Am besten am Anfang ein Buch kaufen und lesen. z.B. Java von Kopf bis Fuß.


----------



## Kabior (28. Jun 2011)

Final_Striker hat gesagt.:


> Am besten am Anfang ein Buch kaufen und lesen. z.B. Java von Kopf bis Fuß.



Ich danke dir. Wenigstens mal einer, der mir eine hilfreiche Antwort liefert. Nichts gegen die anderen, aber die diskutieren über irgendwelche üebrirdischen sachen, die ich sowieso nicht verstehe 

P.s. kann mir wer nen Link dazu schicken? - WO ich das kaufen kann? - Finde ganz viele verschieden. Java von kopf bis fuß, kavascript von kopf bis fuß etc. oO:autsch:


----------



## frapo (28. Jun 2011)

Na was möchtest Du lernen? Java oder Javascript? . Kaufen kannst Du es z.B. bei amazon. 

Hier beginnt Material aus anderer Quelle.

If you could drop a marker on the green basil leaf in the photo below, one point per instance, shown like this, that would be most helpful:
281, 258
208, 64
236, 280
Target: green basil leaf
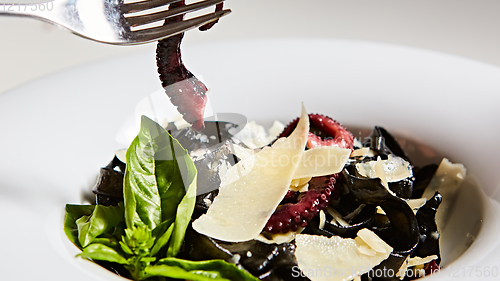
102, 220
103, 253
198, 270
163, 239
179, 273
184, 213
73, 213
159, 171
142, 200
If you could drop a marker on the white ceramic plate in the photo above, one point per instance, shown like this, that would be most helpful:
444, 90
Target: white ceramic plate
58, 131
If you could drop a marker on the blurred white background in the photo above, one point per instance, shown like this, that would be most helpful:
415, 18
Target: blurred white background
30, 49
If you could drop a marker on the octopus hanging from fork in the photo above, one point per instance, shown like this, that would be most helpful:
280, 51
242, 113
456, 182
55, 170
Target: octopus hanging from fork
186, 92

Hier ist auch ein schönes Buch: Galileo Computing :: Java ist auch eine Insel –


----------



## Kabior (28. Jun 2011)

frapo hat gesagt.:


> Na was möchtest Du lernen? Java oder Javascript? . Kaufen kannst Du es z.B. bei amazon.
> 
> Hier ist auch ein schönes Buch: Galileo Computing :: Java ist auch eine Insel –



Das ist die Frage.
Weißt du, ich weiß es nicht. Mit was mahce ich den was? wo fängt man den an? und wo ist da der unterschied? uh ist das peinlich. ;(


----------



## frapo (28. Jun 2011)

Kennst Du google und/oder Wikipedia? 

Mach Dich doch erstmal schlau, was der Unterschied zwischen Java und Javascript ist. Die Arbeit musst Du Dir schon selber machen, das kann Dir hier keiner abnehmen.

Vor allem weißt ja auch nur Du, was Du eigentlich konkret machen willst


----------



## Kamil (29. Jun 2011)

Oder erst einmal die Frage was Du persönlich mit dem Erlernen einer Programmiersprache erreichen möchtest. Ein bestimmtes Ziel vor Augen? Entsprechend könnte die Antwort wo Du anfangen kannst anders ausfallen.  Und was ich als Neuling auch immer empfehlen kann: Am Anfang bzw. immer wieder nebenbei sein mathematisches Verständnis auffrischen. Zumindest ich hänge öfter an mathematischen Problemen als am reinen Verständnis was Objekte oder Methoden sind fest. 

Spätestens wenn Dir das erste Sinus über den Weg läuft... sucht man plötzlich schlagartig nach seinen alten Mathebüchern.


----------